The cake lollipop -- hand-made at the Sophie Buns Bakery in Pleasanton, Calif. -- is fantastic in concept and execution. The whole exquisite thing is encased in a firm, waxy icing, and when you break through you encounter a bite of frosting and supremely moist -- pudding-moist -- cake. It's like a petit four on a stick. Why does no one seem to make petit fours anymore? They fill a niche, these dainty, lovely cake-like items. Like a cookie, they're a modest eating commitment., but unlike a flat, arid cookie, they're complicated and interesting. There's icing and decoration and underneath are surprises, layers, jams, and buttercreams, all wrapped up in one tiny, cunning package.

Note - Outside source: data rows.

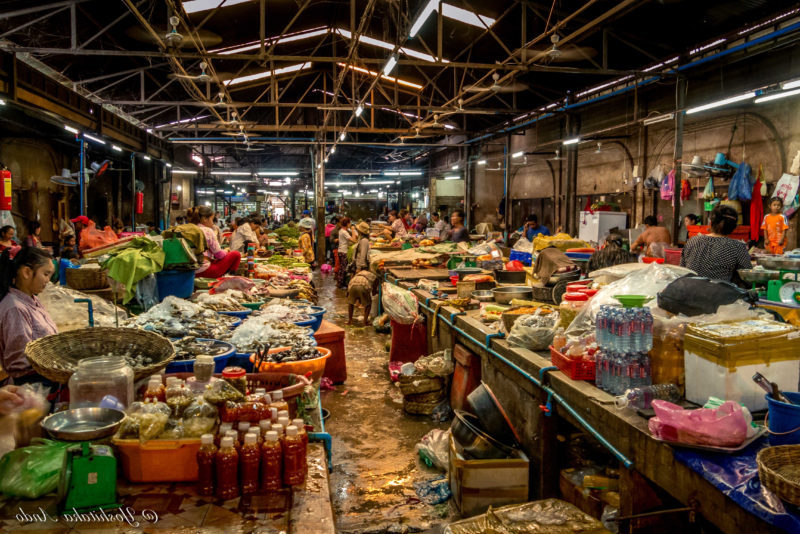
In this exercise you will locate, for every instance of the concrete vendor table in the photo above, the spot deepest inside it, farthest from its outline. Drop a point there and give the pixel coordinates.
(655, 481)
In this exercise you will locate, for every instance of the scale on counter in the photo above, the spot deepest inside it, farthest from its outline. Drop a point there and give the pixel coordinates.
(785, 286)
(88, 478)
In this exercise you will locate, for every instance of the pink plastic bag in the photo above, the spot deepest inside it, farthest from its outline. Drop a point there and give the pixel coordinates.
(720, 427)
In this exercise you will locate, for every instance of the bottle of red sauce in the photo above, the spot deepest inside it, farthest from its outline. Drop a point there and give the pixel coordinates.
(248, 464)
(294, 464)
(271, 462)
(205, 465)
(227, 470)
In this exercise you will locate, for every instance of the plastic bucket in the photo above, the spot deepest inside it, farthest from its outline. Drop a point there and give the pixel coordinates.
(783, 420)
(176, 283)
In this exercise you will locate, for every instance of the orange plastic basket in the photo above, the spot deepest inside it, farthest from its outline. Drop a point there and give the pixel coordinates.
(575, 369)
(158, 460)
(316, 366)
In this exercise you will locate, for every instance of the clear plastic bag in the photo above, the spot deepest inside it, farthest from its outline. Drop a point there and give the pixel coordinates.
(220, 391)
(33, 471)
(199, 418)
(535, 331)
(725, 426)
(399, 303)
(434, 448)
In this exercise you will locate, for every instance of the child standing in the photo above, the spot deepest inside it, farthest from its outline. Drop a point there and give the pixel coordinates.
(775, 227)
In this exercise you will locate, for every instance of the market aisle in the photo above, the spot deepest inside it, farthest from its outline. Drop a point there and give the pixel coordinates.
(374, 457)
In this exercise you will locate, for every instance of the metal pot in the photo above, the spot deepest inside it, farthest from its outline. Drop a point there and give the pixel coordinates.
(492, 416)
(83, 424)
(504, 295)
(484, 295)
(468, 434)
(509, 277)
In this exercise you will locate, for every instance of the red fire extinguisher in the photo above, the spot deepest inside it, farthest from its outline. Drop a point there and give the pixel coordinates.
(5, 191)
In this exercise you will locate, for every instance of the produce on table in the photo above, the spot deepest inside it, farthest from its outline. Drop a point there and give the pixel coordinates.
(175, 317)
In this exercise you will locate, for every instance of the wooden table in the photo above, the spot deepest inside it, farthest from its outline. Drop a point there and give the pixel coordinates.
(657, 480)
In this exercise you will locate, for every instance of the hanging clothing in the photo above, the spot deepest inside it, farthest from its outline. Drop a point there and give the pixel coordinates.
(756, 208)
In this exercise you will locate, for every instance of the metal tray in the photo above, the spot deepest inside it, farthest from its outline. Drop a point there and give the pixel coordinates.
(710, 448)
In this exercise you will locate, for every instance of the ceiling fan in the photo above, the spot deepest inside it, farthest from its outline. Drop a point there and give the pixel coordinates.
(202, 77)
(496, 87)
(556, 54)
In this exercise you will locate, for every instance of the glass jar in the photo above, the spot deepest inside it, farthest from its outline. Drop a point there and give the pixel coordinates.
(101, 380)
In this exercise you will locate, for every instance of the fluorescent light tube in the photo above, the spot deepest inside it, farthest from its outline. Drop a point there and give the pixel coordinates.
(429, 8)
(195, 6)
(658, 118)
(389, 65)
(776, 96)
(720, 103)
(95, 139)
(467, 17)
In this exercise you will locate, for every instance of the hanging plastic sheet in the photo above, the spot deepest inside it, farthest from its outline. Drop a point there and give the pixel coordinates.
(737, 477)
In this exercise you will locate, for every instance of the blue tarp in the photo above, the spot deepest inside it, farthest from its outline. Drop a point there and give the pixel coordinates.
(737, 477)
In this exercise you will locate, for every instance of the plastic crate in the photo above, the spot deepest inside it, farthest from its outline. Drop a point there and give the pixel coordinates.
(673, 256)
(575, 369)
(525, 257)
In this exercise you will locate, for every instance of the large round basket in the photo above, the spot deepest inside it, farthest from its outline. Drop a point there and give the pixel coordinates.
(56, 357)
(87, 278)
(779, 471)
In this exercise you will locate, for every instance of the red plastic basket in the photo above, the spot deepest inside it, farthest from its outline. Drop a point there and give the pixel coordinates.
(575, 369)
(673, 256)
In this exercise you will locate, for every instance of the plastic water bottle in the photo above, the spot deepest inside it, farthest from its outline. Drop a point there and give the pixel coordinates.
(641, 398)
(647, 330)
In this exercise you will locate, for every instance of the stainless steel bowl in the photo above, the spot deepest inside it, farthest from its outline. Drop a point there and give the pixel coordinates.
(779, 262)
(83, 424)
(504, 295)
(468, 433)
(484, 295)
(758, 275)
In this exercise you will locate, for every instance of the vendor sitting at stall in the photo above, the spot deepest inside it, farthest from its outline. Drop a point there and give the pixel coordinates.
(611, 254)
(359, 292)
(715, 255)
(23, 318)
(460, 233)
(653, 234)
(306, 244)
(216, 262)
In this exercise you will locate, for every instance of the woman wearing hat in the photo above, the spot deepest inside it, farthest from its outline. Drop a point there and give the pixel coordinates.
(305, 241)
(361, 257)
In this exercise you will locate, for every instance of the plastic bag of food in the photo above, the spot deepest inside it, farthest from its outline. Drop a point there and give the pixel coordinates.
(221, 391)
(33, 471)
(199, 418)
(434, 448)
(535, 331)
(725, 426)
(399, 303)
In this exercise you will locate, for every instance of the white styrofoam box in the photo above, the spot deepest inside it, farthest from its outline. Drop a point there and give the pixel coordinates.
(705, 378)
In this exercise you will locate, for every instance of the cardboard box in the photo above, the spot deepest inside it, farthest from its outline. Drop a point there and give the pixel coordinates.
(478, 484)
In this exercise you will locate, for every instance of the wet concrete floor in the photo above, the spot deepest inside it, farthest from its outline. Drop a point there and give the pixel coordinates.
(375, 463)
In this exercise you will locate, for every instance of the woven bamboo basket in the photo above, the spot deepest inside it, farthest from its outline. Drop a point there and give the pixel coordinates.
(87, 278)
(56, 357)
(779, 471)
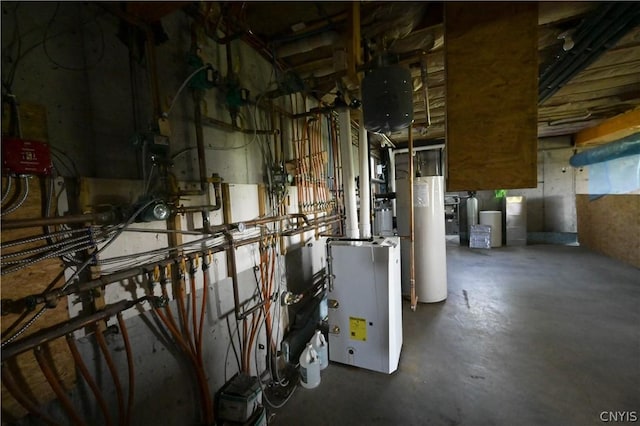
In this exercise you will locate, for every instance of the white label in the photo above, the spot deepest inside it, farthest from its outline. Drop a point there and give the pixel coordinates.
(420, 195)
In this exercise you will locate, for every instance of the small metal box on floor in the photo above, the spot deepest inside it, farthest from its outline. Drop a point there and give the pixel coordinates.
(480, 236)
(365, 304)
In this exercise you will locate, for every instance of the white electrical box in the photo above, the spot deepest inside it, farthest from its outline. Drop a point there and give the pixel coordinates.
(365, 303)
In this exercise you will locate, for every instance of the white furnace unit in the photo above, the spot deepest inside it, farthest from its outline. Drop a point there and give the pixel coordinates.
(365, 303)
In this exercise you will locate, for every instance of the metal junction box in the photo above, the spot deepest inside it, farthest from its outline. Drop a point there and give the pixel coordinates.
(365, 303)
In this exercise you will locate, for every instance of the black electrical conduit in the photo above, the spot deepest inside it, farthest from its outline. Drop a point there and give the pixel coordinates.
(43, 336)
(597, 33)
(51, 297)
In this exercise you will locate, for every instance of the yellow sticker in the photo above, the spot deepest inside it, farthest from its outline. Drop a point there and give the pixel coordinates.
(358, 329)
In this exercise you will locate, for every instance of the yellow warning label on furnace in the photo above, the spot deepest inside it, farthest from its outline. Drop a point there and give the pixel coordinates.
(358, 329)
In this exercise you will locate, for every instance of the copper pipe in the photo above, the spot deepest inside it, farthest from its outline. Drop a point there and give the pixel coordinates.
(205, 292)
(114, 373)
(412, 247)
(148, 267)
(194, 315)
(132, 375)
(213, 122)
(15, 390)
(180, 294)
(80, 365)
(202, 384)
(57, 386)
(197, 114)
(425, 88)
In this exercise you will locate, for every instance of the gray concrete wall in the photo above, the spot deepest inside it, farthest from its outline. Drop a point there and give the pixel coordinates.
(551, 205)
(91, 116)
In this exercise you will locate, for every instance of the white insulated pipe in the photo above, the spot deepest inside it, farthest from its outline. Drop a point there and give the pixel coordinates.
(365, 181)
(307, 44)
(348, 175)
(391, 186)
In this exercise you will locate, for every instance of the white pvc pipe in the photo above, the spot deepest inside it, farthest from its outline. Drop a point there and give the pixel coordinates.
(365, 182)
(348, 175)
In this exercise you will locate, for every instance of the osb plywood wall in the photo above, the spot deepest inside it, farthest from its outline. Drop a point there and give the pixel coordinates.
(610, 225)
(492, 95)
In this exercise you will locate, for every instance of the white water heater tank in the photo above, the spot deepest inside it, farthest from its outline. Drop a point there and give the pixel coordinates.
(429, 233)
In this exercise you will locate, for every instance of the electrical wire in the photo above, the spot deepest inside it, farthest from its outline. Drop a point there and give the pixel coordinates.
(77, 273)
(22, 199)
(68, 68)
(28, 240)
(7, 190)
(41, 249)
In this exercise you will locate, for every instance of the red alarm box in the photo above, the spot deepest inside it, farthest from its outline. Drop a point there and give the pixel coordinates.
(23, 157)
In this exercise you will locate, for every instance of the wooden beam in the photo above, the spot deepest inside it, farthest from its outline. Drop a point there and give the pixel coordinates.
(610, 130)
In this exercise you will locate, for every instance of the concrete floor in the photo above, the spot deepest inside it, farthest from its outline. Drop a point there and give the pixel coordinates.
(535, 335)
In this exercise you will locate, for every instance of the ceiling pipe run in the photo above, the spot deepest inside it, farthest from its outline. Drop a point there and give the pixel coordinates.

They look like they must be incredibly fussy and hard to make, which is probably why no one makes them anymore. I am answering my own question. Some petit four pictures:
Speaking of girly, Isabel and her best friend went to see New Moon yesterday and they didn't invite me, they just asked me to drive. This made me wistful. I saw Twilight with them last year, and was under the impression we'd had a grand time. I think Robert Pattinson is cute, but he's a poor girl's Ed Westwick. That last sentence? I tried it out on Isabel and her friend in the car and was met with the heaviest of sighs. I can't decide if I come off more like Courteney Cox on Cougar Town or the dorky "cool dad" on Modern Family. In either case, it is clear why Isabel didn't invite me to the movie.